How Kafka use ZooKeeper

Electing a controller. The controller is one of the brokers and is responsible for maintaining the leader/follower relationship for all the partitions. When a node shuts down, it is the controller that tells other replicas to become partition leaders to replace the partition leaders on the node that is going away. Zookeeper is used to elect a controller, make sure there is only one and elect a new one it if it crashes. This is achieved by creating ephemeral znode /controller
Cluster membership - which brokers are alive and part of the cluster. This is achieved by creating ephemeral znode under /brokers/ids. We can also get host, post etc. in it. The clients can register watcher on it to be notified when increase or decrease the brokers.
Topic configuration - which topic exist, how many partitions each has, where are the replicas, who is the preferred leader, what configuration overrides are set for each topic. This is achieved by creating persistent znode under /brokers/topics and /config/topics. The clients can also get the topic metadata from here.
(0.9.0) - Quotas - how much data is each client allowed to read and write
In order to have different producing and consuming quotas, Kafka Broker allows some clients. This value is set in ZK under /config/clients path. Also, we can change it in bin/kafka-configs.sh script.
(0.9.0) - ACLs - who is allowed to read and write to which topic.

Asynchronous operations

In ZooKeeper, all synchronous calls have corresponding asynchronous calls.

/**
 * The asynchronous version of create.
 * @see #create(String, byte[], List, CreateMode)
 */
public void create(final String path, byte data[], List<ACL> acl, CreateMode createMode, StringCallback cb, Object ctx)
{
    final String clientPath = path;
    PathUtils.validatePath(clientPath, createMode.isSequential());
    EphemeralType.validateTTL(createMode, -1);

    final String serverPath = prependChroot(clientPath);

    RequestHeader h = new RequestHeader();
    h.setType(createMode.isContainer() ? ZooDefs.OpCode.createContainer : ZooDefs.OpCode.create);
    CreateRequest request = new CreateRequest();
    CreateResponse response = new CreateResponse();
    ReplyHeader r = new ReplyHeader();
    request.setData(data);
    request.setFlags(createMode.toFlag());
    request.setPath(serverPath);
    request.setAcl(acl);
    cnxn.queuePacket(h, r, request, response, cb, clientPath, serverPath, ctx, null);
}
interface StringCallback extends AsyncCallback {
    /**
     * Process the result of the asynchronous call.
     * <p>
     * On success, rc is
     * {@link org.apache.zookeeper.KeeperException.Code#OK}.
     * <p>
     * On failure, rc is set to the corresponding failure code in
     * {@link org.apache.zookeeper.KeeperException}.
     * <ul>
     * <li>
     * {@link org.apache.zookeeper.KeeperException.Code#NODEEXISTS}
     * - The node on give path already exists for some API calls.
     * </li>
     * <li>
     * {@link org.apache.zookeeper.KeeperException.Code#NONODE}
     * - The node on given path doesn't exist for some API calls.
     * </li>
     * <li>
     * {@link
     * org.apache.zookeeper.KeeperException.Code#NOCHILDRENFOREPHEMERALS}
     * - an ephemeral node cannot have children.

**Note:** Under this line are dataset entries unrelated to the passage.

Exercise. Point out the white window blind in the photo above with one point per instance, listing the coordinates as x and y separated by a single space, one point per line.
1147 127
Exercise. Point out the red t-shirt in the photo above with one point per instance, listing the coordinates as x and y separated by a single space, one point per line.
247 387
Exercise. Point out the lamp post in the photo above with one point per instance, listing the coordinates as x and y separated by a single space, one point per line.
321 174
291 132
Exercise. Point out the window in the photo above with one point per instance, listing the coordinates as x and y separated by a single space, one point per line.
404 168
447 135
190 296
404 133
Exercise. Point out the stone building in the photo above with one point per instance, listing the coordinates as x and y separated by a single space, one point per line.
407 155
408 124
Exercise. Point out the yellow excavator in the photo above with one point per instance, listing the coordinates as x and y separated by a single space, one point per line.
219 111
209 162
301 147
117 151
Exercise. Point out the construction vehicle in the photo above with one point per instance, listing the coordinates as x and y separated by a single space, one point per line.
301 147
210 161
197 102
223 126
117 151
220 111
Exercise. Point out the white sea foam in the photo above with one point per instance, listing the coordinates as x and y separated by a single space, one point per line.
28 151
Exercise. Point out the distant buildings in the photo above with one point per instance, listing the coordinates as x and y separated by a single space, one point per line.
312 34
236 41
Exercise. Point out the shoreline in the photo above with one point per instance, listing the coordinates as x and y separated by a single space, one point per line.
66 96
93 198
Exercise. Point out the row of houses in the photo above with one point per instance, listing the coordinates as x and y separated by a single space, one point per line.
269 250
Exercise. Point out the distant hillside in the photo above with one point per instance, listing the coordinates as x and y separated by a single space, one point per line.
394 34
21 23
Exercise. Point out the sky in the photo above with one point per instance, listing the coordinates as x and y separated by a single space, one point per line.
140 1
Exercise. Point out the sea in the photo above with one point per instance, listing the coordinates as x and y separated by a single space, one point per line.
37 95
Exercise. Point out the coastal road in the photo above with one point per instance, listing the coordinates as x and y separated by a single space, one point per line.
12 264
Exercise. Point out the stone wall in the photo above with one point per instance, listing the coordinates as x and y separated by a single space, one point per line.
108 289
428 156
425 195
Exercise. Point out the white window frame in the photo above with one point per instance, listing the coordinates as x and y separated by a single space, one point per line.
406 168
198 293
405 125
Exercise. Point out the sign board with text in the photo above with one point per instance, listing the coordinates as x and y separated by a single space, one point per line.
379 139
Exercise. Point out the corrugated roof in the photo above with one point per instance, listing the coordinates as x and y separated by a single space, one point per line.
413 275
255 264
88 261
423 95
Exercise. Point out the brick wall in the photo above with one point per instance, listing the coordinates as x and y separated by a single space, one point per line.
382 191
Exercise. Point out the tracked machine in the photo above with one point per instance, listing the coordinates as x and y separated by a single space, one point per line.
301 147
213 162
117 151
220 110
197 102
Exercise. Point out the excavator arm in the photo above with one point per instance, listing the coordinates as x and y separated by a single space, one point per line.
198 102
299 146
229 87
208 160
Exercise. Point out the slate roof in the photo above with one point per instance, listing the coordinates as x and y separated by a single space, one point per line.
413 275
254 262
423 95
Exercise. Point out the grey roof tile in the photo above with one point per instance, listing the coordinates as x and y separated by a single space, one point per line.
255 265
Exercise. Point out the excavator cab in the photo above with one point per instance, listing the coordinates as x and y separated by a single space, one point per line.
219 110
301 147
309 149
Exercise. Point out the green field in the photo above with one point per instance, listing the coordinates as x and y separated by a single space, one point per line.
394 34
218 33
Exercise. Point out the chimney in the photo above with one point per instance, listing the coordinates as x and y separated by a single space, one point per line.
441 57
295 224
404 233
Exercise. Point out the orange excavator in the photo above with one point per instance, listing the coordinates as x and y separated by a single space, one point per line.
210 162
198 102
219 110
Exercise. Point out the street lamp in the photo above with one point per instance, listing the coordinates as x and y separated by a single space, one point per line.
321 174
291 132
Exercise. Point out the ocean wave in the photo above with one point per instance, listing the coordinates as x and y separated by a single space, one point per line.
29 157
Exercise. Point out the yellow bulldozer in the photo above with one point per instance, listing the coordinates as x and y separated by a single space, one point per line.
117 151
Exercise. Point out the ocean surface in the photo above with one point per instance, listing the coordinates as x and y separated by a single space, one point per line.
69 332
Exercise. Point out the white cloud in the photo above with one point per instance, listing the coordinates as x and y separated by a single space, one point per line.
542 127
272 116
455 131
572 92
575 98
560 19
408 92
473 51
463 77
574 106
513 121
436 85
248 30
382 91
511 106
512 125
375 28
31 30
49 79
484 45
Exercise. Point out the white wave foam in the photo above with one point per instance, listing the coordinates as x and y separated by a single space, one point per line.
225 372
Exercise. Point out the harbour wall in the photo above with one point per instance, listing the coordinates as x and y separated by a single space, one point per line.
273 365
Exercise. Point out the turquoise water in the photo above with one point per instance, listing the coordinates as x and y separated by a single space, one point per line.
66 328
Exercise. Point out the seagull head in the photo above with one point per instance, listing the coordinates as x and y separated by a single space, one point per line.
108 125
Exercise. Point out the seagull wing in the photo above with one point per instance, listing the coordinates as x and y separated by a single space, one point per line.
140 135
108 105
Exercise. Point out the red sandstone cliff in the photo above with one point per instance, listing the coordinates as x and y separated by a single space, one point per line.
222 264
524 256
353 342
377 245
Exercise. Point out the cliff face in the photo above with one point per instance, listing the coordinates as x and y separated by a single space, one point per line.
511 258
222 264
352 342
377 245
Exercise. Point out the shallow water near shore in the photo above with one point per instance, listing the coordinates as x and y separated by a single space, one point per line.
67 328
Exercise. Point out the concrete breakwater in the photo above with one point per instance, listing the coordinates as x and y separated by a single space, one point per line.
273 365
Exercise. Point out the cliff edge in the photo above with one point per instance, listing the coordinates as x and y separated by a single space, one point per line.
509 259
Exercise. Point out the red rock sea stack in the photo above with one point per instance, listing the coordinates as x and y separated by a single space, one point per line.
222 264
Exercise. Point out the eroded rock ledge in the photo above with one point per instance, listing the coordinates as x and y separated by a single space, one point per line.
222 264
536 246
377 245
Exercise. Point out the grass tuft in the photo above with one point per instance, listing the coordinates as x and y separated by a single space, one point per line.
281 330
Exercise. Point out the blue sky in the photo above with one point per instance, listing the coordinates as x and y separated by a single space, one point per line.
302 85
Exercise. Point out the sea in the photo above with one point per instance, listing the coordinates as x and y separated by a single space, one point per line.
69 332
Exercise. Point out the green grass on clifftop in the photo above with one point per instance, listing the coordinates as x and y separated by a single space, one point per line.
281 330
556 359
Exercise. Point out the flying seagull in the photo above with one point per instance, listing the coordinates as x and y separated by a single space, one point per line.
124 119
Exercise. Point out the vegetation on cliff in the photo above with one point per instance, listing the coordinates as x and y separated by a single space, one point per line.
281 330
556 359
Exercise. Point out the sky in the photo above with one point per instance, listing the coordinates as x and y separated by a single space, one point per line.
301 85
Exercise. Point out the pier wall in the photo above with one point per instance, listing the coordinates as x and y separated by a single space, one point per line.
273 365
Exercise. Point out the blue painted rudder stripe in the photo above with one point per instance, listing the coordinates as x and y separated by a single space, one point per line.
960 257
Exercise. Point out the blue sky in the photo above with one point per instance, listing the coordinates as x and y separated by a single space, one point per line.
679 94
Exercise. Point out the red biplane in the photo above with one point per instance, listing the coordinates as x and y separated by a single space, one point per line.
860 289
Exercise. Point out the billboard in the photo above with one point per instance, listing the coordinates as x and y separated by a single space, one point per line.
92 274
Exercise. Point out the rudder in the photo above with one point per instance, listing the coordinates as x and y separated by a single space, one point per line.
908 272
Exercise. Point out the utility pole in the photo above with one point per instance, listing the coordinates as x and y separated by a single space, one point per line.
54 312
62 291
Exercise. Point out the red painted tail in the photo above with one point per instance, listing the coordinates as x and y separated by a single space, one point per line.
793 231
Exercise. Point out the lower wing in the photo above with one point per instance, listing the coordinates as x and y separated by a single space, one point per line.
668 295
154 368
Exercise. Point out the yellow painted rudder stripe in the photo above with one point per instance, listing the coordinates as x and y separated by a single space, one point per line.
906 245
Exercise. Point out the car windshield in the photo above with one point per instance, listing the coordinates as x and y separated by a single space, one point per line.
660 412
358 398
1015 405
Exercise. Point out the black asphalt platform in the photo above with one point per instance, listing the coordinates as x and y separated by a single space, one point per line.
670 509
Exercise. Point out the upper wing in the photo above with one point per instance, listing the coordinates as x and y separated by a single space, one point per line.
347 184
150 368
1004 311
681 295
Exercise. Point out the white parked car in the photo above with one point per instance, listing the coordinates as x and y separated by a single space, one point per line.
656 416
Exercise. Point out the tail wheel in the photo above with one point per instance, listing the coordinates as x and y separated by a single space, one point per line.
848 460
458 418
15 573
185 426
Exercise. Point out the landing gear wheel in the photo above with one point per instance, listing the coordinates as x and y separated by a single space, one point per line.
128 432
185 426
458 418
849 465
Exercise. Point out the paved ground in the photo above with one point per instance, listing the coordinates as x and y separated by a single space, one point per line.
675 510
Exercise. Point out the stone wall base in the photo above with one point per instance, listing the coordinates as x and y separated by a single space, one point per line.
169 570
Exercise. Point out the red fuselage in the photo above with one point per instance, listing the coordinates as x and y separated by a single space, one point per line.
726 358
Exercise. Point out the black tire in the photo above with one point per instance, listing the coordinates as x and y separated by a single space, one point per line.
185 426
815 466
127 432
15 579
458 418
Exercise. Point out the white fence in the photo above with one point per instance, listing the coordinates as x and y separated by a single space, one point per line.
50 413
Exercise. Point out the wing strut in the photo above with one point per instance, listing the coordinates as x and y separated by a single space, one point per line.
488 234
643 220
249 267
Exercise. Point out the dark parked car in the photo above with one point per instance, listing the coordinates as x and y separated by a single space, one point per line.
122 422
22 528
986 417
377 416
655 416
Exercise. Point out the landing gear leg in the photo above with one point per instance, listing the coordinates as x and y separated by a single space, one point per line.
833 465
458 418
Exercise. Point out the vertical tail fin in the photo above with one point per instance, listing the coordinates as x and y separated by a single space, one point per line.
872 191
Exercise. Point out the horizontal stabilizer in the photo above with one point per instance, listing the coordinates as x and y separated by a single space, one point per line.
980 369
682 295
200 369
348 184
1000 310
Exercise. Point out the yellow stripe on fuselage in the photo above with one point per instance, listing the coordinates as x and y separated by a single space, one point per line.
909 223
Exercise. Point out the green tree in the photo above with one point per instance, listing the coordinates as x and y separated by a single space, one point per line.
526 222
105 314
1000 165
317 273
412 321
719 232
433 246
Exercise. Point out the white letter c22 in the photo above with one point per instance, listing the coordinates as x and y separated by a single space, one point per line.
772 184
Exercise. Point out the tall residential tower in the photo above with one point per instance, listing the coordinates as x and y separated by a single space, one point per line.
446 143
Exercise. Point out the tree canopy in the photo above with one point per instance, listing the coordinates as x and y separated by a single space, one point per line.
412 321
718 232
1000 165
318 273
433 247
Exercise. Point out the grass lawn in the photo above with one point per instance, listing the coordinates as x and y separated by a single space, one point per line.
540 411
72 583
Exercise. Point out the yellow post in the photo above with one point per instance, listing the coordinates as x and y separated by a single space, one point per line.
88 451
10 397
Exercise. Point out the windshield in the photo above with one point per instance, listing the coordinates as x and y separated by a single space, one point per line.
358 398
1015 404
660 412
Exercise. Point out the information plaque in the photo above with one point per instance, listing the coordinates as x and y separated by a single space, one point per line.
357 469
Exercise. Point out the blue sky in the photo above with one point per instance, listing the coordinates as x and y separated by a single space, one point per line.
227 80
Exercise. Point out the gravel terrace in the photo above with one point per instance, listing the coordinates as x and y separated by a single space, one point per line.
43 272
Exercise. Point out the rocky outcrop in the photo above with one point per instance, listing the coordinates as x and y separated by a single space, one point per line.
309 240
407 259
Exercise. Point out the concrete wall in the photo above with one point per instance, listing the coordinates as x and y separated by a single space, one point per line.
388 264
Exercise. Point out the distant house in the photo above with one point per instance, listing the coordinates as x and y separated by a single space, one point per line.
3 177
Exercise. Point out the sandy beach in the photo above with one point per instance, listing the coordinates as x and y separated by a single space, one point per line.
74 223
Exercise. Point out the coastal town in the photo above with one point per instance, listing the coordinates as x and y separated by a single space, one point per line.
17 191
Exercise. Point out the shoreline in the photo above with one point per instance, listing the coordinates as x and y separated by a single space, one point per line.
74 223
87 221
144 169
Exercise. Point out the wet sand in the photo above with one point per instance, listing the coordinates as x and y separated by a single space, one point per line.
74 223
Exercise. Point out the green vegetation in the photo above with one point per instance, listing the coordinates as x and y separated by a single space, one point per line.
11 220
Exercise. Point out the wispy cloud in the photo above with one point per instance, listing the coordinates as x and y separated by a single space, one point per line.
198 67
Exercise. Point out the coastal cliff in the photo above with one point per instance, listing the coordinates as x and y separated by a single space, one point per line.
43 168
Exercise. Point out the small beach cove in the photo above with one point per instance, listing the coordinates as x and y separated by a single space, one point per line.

There is discussion in
     * community. It might be changed in the future.
     * </li>
     * </ul>
     *
     * @param rc   The return code or the result of the call.
     * @param path The path that we passed to asynchronous calls.
     * @param ctx  Whatever context object that we passed to
     *             asynchronous calls.
     * @param name The name of the Znode that was created.
     *             On success, <i>name</i> and <i>path</i> are usually
     *             equal, unless a sequential node has been created.
     */
    public void processResult(int rc, String path, Object ctx, String name);
}

The asynchronous method simply queues the request to the LinkedBlockingQueue outgoingQueue using queuePacket of ClientCnxn, there is another sendThread send the packet uses doTransport of ClientCnxnSocketNIO.
When responses are received, they are queued in the LinkedBlockingQueue waitingEvents of EventThread and processed in the order they are received in the single event thread to preserve order.